Homeowners were defaulting at high rates as all of the creative variations of subprime mortgages were resetting to higher payments while home prices declined. Instead, they lost their homes to foreclosure and often filed for bankruptcy in the process.

Hear this out loudPauseHomeowners were defaulting at high rates as all of the creative variations of subprime mortgages were resetting to higher payments while home prices declined. Instead, they lost their homes to foreclosure and often filed for bankruptcy in the process.

How many homes were lost to foreclosure in 2008?

A total of 861,664 families lost their homes to foreclosure last year, according to RealtyTrac, which released its year-end report Thursday. There were more than 3.1 million foreclosure filings issued during 2008, which means that one of every 54 households received a notice last year.

How did the 2008 housing crash affect the American Dream?

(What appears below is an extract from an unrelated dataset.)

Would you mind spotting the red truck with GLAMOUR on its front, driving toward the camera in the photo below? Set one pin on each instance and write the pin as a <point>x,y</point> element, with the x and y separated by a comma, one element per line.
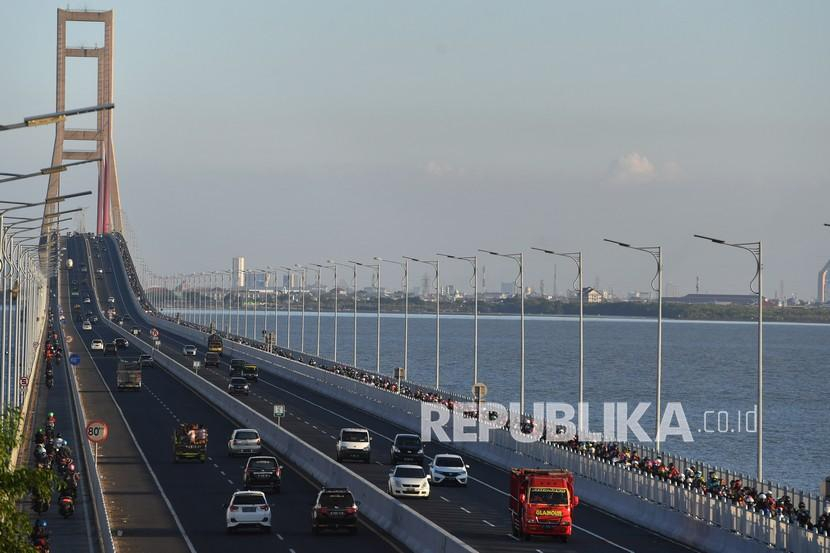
<point>542,502</point>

The Crash. The collapse of the housing market during the Great Recession displaced close to 10 million Americans as rising unemployment led to mass foreclosures. In 2008 alone, 3.1 million Americans filed for foreclosure, which at the time was one in every 54 homes, according to RealtyTrac. The demise not only ruined the American Dream…

Where was the hardest hit state by foreclosure in 2008?

And S&P’s chief economist, David Wyss, expects home prices to continue to decline, bottoming in early 2010 roughly 33% below their 2006 peak. The three states hit hardest by foreclosure in 2008 were Nevada, Florida and Arizona.

When did the foreclosure crisis start in the United States?

Both of the government-sponsored mortgage giants suspended foreclosures starting November 26, 2008 through January 31, 2009. The devastating numbers are unlikely to improve soon. “I don’t see how we can avoid three million foreclosures again in 2009,” said Rick Sharga, a RealtyTrac spokesman.